Improve your jQuery - evo_9
http://www.tvidesign.co.uk/blog/improve-your-jquery-25-excellent-tips.aspx
Doing some research for a new project and found this excellent jquery tip article.
======
GrandMasterBirt
10\. Use chaining properly

Initial reaction: "Boo, you suck". It's called local variables. I've found
chaining can sometimes lead to bad readability of code. Chaining is good when
doing things like setting multiple attributes or .click(function(){}).click()

There has to be a line drawn somewhere

It is of course missing at least one:

"Never do in jquery what your browser can do internally"
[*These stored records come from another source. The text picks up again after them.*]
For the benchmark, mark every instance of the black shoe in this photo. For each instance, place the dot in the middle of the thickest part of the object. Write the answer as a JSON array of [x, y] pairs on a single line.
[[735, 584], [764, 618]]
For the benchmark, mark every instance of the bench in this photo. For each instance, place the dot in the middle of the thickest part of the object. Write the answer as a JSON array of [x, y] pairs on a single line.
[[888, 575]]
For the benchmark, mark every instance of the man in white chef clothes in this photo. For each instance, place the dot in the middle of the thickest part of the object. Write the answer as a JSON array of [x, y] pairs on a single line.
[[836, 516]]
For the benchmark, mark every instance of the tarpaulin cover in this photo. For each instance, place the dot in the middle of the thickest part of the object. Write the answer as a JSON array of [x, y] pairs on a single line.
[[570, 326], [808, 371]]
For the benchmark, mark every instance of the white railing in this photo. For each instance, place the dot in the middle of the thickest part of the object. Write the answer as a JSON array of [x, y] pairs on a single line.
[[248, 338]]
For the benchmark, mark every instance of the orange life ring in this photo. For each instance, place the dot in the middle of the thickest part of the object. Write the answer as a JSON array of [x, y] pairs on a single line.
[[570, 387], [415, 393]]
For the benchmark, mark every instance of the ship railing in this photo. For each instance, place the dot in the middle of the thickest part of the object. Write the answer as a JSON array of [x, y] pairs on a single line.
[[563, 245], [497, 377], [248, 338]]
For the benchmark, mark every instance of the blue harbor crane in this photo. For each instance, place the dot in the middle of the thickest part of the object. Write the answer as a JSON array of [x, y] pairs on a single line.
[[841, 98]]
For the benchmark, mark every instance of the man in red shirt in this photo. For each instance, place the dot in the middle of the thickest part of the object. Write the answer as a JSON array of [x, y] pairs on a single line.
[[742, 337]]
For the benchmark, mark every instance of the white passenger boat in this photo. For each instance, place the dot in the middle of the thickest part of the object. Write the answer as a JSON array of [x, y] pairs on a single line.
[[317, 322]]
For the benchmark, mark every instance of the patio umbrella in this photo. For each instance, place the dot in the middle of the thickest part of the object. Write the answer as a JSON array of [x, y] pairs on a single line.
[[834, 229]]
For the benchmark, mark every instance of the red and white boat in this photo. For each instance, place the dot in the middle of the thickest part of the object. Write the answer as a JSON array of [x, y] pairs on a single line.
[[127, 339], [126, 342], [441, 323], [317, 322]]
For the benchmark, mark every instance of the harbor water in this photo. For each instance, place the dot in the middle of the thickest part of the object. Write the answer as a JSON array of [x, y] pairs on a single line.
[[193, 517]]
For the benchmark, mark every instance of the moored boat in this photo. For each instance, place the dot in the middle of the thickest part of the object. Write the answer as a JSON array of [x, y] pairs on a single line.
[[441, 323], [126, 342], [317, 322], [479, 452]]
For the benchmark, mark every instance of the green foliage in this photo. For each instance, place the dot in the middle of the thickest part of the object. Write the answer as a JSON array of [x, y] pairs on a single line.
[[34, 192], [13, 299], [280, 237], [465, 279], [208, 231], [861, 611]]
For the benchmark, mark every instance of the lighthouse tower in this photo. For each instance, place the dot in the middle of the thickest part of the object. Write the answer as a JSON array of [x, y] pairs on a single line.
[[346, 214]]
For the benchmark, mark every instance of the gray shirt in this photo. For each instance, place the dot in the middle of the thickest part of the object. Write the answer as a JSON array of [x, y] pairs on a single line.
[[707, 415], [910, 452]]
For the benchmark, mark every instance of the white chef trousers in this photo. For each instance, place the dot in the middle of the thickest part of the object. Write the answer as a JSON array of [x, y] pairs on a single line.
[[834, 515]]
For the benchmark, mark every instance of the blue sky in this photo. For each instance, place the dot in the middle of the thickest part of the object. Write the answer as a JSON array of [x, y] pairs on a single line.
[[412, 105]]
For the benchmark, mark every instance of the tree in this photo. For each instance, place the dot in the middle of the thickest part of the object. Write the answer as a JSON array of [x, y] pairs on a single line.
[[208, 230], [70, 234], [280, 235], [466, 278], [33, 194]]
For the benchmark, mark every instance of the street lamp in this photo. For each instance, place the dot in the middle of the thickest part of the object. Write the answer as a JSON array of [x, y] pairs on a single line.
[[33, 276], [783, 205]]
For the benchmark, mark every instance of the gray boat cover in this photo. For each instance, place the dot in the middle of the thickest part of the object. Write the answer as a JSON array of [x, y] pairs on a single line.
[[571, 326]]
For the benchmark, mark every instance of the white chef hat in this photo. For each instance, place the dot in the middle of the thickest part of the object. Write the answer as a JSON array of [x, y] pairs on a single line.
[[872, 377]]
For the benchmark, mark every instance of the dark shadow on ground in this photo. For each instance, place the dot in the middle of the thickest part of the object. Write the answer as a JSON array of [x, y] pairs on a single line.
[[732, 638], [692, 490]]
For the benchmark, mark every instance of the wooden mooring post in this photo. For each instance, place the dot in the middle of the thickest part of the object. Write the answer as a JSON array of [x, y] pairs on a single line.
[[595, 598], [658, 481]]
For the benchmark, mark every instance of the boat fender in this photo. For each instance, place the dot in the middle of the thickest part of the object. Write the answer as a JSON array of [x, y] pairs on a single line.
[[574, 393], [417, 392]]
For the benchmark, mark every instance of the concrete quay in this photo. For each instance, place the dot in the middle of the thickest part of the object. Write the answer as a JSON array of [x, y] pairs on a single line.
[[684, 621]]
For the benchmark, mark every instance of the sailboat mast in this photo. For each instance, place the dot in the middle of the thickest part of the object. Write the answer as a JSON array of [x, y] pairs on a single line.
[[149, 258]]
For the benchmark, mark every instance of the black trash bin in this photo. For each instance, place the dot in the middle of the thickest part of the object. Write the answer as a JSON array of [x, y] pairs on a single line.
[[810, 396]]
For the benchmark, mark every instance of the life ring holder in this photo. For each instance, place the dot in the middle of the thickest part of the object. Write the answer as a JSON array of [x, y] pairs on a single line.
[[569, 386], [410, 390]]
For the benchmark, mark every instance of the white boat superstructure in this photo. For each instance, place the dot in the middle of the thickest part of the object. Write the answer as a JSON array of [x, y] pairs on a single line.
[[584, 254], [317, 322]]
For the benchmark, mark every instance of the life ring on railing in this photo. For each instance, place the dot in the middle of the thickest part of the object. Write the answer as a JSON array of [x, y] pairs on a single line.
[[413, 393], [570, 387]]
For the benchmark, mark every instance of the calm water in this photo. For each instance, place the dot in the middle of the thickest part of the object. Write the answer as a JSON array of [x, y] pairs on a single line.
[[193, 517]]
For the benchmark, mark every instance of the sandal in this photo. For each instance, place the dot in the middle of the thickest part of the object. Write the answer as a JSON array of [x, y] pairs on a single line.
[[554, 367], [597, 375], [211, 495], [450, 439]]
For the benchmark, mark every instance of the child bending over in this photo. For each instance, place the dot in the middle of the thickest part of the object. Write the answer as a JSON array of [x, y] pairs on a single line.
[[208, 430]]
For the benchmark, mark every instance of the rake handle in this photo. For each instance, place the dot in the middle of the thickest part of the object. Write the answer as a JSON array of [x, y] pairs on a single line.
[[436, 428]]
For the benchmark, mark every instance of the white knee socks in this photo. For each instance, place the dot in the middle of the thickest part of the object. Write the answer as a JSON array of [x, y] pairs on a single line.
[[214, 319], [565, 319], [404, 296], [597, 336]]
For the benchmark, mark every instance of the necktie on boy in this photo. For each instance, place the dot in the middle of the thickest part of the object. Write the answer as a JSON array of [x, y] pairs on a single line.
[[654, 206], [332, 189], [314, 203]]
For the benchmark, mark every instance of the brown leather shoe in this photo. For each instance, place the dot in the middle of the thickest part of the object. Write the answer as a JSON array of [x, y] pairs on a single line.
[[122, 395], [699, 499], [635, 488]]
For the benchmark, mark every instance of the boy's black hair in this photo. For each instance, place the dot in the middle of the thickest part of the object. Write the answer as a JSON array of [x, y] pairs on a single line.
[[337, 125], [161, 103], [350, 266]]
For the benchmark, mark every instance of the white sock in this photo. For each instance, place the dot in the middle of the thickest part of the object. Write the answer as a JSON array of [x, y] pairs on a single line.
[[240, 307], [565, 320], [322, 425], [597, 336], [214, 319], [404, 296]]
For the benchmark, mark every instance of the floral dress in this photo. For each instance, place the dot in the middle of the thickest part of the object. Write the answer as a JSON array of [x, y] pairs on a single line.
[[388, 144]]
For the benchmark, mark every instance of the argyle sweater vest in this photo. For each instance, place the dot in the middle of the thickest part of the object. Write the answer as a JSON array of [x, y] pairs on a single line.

How many of you have ever done this?

$.post(...., function(data){

    
    
      var d = $(data);
    
      d.click();
    
      $(..., d).doSomething();
    
      applyHandlers(d /*context*/);
    
      $("content").append(d);
    

});

Yes well the above is TERRIBLE coding. Because d is now parsed, built, and
stored by jquery... in the javascript space. If you were to do the following:

{

    
    
       $("#content").append(d);
    
       var d = $("#d'sId");
    
       // do rest of work
    

}

You would make your code 1) faster, and 2) use less memory in the javascript
space. Thus large ajax requests process much faster. Thus don't do in jquery
what your browser can do natively, like build and store dom.